Understanding Outpatient Management of Acute Pulmonary Embolism
Recent research conducted on the outpatient management of low-risk acute pulmonary embolism (PE) highlights the constant discharge rates from emergency departments (EDs) in the United States despite proven safety and effectiveness. This study, utilizing data from US EDs between 2012 and 2020, sheds light on the real-world trends and identifies baseline characteristics associated with ED discharge for acute PE patients.

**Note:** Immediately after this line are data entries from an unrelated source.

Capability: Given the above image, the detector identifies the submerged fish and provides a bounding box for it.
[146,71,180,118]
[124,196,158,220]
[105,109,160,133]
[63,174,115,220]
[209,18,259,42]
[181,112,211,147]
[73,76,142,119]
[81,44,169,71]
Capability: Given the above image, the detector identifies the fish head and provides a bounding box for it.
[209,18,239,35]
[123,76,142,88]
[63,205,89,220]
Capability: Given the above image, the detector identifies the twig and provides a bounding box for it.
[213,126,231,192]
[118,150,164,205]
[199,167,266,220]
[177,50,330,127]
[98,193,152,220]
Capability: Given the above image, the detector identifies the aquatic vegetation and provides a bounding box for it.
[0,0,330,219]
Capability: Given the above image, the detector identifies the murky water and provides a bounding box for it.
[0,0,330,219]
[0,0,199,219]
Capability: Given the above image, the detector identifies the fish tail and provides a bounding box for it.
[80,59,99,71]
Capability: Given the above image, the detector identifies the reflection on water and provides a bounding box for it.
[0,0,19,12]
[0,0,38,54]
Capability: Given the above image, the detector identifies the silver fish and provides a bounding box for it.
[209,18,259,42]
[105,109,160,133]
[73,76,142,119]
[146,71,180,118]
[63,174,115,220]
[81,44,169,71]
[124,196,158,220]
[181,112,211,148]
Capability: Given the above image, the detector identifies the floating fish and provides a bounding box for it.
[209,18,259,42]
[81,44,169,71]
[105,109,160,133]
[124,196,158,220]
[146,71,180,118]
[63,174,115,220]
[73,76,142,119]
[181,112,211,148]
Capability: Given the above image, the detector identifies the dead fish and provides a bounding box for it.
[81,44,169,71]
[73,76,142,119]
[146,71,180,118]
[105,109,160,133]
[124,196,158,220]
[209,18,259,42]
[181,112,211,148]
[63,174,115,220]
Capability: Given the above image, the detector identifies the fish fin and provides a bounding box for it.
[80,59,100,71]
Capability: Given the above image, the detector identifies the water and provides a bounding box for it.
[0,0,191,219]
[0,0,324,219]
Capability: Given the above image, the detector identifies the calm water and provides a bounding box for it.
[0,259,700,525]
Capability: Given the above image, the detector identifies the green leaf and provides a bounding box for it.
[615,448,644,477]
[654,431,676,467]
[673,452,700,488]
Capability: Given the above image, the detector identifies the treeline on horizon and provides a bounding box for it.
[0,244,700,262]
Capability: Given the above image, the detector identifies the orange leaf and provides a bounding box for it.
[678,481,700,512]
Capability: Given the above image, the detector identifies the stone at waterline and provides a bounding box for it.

- Participants: The study focused on patients with ED visits for acute PE between 2012 and 2020 across US EDs participating in the National Hospital Ambulatory Medical Care Survey.
- Analysis: A serial cross-sectional analysis was conducted to assess national trends in discharge rates and explore factors influencing ED discharge decisions.
- Discharge Rates: Discharge rates for acute PE remained constant, with little change from 38.2% between 2012 and 2014 to 33.4% between 2018 and 2020.
- Predictive Factors: No baseline characteristics, including risk stratification scores, significantly predicted ED discharge likelihood. However, patients at teaching hospitals and those with private insurance were more likely to be discharged with oral anticoagulation.
- Low-risk Patient Management: Only about one third of patients categorized as low-risk based on various scores were discharged from the ED for outpatient management.
HCN Medical Memo
Despite clear guidelines and evidence supporting the safety of outpatient management for low-risk acute PE, this practice remains underutilized, indicating a need for increased awareness and implementation of existing protocols to improve patient care and resource utilization.